Le secrétaire d'État américain Rex Tillerson, en visite au siège de l'OTAN à Bruxelles mercredi, a démenti, visiblement excédé, les rumeurs selon lesquelles la Maison-Blanche est en train de le pousser à démissionner.

Des rumeurs persistantes sur les relations tendues entre Tillerson et le président Donald Trump ont réémergé la semaine passée, des médias américains rapportant, selon des sources anonymes, que le chef de la diplomatie américaine partirait dans les semaines à venir.

Rex Tillerson avait déjà écarté ces rumeurs d'un revers de la main, mais elles l'ont poursuivi jusqu'en Europe, lors d'une tournée au cours de laquelle il devait s'entretenir avec l'UE, l'OTAN, et les dirigeants de l'OSCE.

Interrogé mercredi à l'OTAN sur la raison pour laquelle il n'avait pas démissionné, sa réponse a été ferme.

«C'est une histoire qui n'arrête pas de revenir toutes les six semaines, et je dirais qu'il faut que vous tous obteniez de nouvelles sources, parce que cette histoire est toujours fausse», a rétorqué Rex Tillerson.

Donald Trump avait nommé à la tête de la diplomatie américaine cet ancien pilier du secteur pétrolier de 65 ans en avril, sur les recommandations de Condoleezza Rice et Bob Gates, anciens secrétaire d'État et secrétaire à la Défense républicains.

Sa confirmation par le Sénat américain s'était fait sans problème après une carrière illustre à la tête du géant de l'énergie ExxonMobil.

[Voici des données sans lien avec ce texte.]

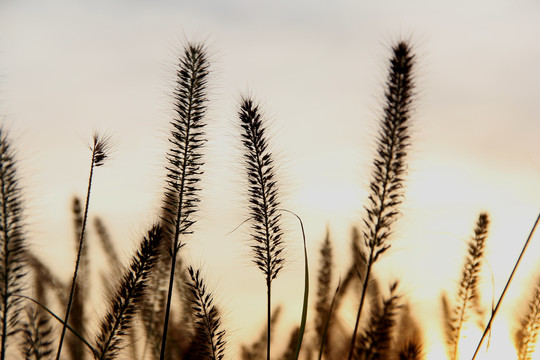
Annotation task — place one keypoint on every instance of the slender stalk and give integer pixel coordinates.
(11, 244)
(99, 154)
(127, 298)
(488, 326)
(267, 236)
(209, 336)
(389, 164)
(468, 294)
(185, 159)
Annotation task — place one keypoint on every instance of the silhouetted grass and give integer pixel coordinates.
(140, 303)
(267, 236)
(100, 149)
(389, 165)
(185, 158)
(12, 247)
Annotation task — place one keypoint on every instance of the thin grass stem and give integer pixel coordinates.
(488, 326)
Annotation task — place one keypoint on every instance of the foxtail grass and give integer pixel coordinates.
(324, 291)
(526, 335)
(77, 316)
(210, 341)
(267, 236)
(377, 340)
(501, 297)
(37, 335)
(257, 349)
(100, 152)
(184, 158)
(468, 297)
(129, 293)
(389, 165)
(409, 340)
(12, 247)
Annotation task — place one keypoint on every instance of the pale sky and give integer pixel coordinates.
(68, 68)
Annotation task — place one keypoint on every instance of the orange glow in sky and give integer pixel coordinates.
(67, 69)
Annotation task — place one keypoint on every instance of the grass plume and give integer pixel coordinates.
(207, 320)
(324, 291)
(184, 157)
(37, 335)
(468, 299)
(389, 165)
(526, 335)
(100, 150)
(376, 342)
(12, 246)
(129, 293)
(267, 236)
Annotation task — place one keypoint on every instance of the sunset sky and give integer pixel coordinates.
(69, 68)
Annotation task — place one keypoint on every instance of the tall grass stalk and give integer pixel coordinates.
(468, 298)
(185, 158)
(207, 321)
(267, 236)
(494, 312)
(389, 165)
(12, 246)
(526, 336)
(100, 149)
(128, 296)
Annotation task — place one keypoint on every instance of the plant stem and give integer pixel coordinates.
(79, 252)
(362, 299)
(505, 288)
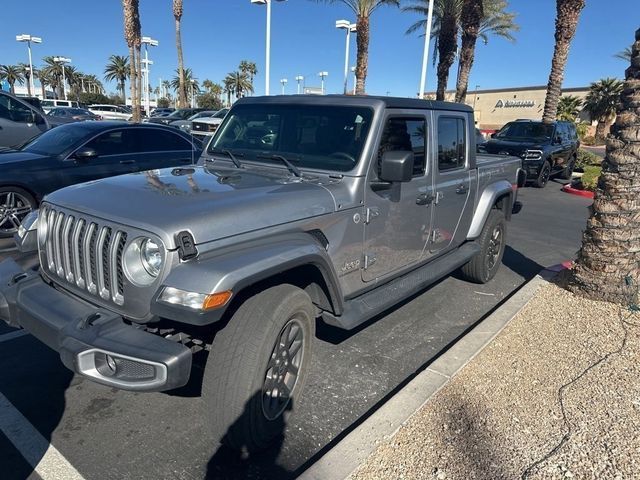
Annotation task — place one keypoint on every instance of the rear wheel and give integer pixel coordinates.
(256, 370)
(543, 176)
(15, 204)
(492, 240)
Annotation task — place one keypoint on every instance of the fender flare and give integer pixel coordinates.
(487, 200)
(237, 267)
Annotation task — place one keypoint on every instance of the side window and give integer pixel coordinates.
(11, 109)
(406, 134)
(157, 140)
(115, 142)
(452, 143)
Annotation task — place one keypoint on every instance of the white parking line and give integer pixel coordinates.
(11, 335)
(43, 457)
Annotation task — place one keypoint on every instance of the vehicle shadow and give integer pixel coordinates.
(227, 463)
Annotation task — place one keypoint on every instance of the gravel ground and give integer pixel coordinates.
(502, 416)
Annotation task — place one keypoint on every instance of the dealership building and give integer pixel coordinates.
(495, 107)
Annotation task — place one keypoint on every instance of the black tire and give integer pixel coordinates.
(242, 361)
(543, 176)
(567, 173)
(15, 204)
(483, 267)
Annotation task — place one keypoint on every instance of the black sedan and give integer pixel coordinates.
(81, 152)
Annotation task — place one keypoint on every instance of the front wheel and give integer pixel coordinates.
(256, 370)
(484, 266)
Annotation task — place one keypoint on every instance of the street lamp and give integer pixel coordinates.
(63, 61)
(425, 54)
(349, 27)
(146, 41)
(268, 46)
(29, 38)
(322, 76)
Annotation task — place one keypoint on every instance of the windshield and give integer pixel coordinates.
(537, 131)
(56, 140)
(320, 137)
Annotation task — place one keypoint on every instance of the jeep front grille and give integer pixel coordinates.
(84, 253)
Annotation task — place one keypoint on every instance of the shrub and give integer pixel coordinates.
(590, 177)
(587, 159)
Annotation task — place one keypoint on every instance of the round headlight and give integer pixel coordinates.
(151, 256)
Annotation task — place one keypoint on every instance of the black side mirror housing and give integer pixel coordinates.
(397, 166)
(85, 153)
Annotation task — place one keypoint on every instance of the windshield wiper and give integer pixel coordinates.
(290, 166)
(228, 153)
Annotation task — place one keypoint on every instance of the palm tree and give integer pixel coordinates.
(608, 264)
(601, 103)
(624, 54)
(117, 70)
(362, 9)
(250, 69)
(182, 91)
(569, 108)
(495, 21)
(12, 74)
(567, 15)
(132, 36)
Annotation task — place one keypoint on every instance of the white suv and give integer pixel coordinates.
(111, 112)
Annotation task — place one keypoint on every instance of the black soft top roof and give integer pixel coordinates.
(388, 102)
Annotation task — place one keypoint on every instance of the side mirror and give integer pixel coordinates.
(85, 153)
(397, 166)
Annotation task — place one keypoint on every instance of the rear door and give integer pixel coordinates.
(452, 177)
(398, 221)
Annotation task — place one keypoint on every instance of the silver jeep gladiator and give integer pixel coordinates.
(301, 208)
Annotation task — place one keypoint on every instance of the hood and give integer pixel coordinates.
(511, 147)
(210, 203)
(13, 156)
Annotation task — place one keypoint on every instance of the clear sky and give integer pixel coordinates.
(217, 34)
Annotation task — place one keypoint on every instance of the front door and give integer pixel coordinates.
(398, 215)
(452, 177)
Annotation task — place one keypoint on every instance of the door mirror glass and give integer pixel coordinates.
(396, 166)
(85, 153)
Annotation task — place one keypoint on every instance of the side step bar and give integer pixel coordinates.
(360, 309)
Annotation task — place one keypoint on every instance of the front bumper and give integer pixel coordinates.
(91, 341)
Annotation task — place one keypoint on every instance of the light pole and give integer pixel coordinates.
(268, 42)
(154, 43)
(63, 61)
(349, 27)
(29, 38)
(353, 70)
(322, 76)
(425, 55)
(299, 79)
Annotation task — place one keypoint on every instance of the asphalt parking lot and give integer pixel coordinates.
(100, 432)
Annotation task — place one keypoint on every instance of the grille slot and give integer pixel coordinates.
(85, 254)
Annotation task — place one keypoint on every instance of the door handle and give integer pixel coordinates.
(462, 189)
(424, 199)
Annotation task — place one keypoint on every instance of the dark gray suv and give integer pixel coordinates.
(545, 150)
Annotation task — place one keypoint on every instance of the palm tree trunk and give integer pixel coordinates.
(362, 38)
(182, 97)
(608, 264)
(447, 45)
(568, 12)
(472, 13)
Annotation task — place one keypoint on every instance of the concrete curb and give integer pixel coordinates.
(354, 449)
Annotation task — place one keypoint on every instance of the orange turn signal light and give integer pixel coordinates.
(216, 300)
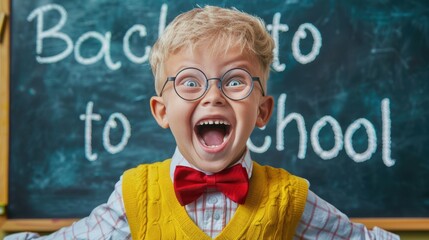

Ses qualités de cadre et ses contacts à l'international étaient d'ailleurs vus comme un avantage.

Mais sa tentative de réduire drastiquement le budget du département d'État à la faveur de réductions d'effectifs et d'alléger la bureaucratie a rencontré une forte résistance de la part de diplomates en place de longue date, et le rythme lent des nouvelles embauches a agacé certains membres de la Maison-Blanche.

Les relations entre Rex Tillerson, nouveau venu en politique, et Donald Trump sont notoirement difficiles. Les deux hommes ont eu des divergences publiques sur plusieurs dossiers, du réchauffement climatique à l'Iran en passant par la Corée du Nord et la crise du Golfe, et le président a parfois ouvertement rabroué son ministre.

Les rumeurs d'un départ prochain du chef de la diplomatie circulent à Washington depuis l'été. Elles avaient été relancées en octobre quand la chaîne de télévision NBC News avait rapporté que le ministre avait qualifié le président de «débile», contraignant Rex Tillerson à prêter publiquement allégeance au locataire de la Maison-Blanche.